K.R. Srinivasan, Secunderabad
The ‘land scam’ controversy has embarrassed not just the top Catholic clergy in Kerala, but a chunk of the state’s Christian community (Sheep Call The Shepherd Wolf, April 2). The laity has all the rights to know the business deals taking place in bishops’ houses, as the Church’s properties, institutions and other wealth all ultimately come from the contributions of laymen. The Church Act proposed by the Law Reforms Commission has to be implemented, as the clergy have no right to manipulate the finances.
P.A. Jacob, Muscat
I write about the story on how West Bengal CM Mamata Banerjee is trying to cobble together a federal front for the 2019 Lok Sabha polls to counter the march of the BJP (Sister’s Need For Unity, April 2). It’s high time that the CPI(M)’s senior leadership rethought their strategy to halt the juggernaut of Hindutva forces, and stopped keeping the Trinamool and the Congress at arm’s length citing ‘ideological differences’. Actually, had they allied with the Congress, they would not have lost so badly in Tripura. To bolster the fight against the BJP’s aggressive posturing in Bengal, the Left should swallow their ego and knit an alliance of progressive liberals, even if it means playing second fiddle to Mamata. Didi’s efforts in this direction should not be blunted by stubborn Marxist intellectuals.

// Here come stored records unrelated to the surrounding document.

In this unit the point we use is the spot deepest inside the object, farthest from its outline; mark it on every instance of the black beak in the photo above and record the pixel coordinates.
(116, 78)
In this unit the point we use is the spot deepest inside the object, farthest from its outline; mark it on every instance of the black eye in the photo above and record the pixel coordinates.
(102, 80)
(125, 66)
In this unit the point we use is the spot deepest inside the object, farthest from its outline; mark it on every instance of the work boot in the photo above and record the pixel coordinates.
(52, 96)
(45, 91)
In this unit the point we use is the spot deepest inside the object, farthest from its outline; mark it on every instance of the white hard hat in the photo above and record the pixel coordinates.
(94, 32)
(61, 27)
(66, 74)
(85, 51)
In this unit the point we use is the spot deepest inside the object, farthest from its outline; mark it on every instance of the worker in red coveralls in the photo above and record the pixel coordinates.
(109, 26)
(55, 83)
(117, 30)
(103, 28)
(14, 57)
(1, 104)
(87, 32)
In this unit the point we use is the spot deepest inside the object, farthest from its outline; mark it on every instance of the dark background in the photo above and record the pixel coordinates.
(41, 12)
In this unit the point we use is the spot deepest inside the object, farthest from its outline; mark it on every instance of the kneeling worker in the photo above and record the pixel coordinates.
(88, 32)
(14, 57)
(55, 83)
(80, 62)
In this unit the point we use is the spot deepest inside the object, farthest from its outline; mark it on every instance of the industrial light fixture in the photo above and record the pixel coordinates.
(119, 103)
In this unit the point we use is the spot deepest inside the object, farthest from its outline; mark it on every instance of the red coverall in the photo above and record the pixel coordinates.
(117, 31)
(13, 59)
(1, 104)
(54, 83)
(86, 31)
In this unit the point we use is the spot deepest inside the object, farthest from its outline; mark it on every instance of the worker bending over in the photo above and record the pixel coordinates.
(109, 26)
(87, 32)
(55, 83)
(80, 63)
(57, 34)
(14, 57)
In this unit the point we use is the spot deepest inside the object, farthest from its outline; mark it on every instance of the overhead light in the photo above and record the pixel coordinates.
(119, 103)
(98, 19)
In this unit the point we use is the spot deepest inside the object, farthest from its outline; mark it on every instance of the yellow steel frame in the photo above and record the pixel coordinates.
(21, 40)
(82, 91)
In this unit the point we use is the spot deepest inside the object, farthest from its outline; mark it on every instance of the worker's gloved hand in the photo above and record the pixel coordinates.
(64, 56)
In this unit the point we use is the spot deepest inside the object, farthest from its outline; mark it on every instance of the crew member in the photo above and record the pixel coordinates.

Shailendra Dasari, Ballary
If a federal front can be mounted against the NDA, and if it can edge past the BJP in the 2019 polls, then Mamata could actually become prime minister with the help of regional chieftains like Sharad Pawar, Chandrababu Naidu and K. Chandrasekhara Rao, with the Congress lending outside support. But will it happen? Narendra Modi has a huge party apparatus, including the trained and dedicated RSS, which has expanded its footprints all over the country. But Mamata will have to bend backwards to assuage the egos of the regional supremos if she has any ambition to claim leadership.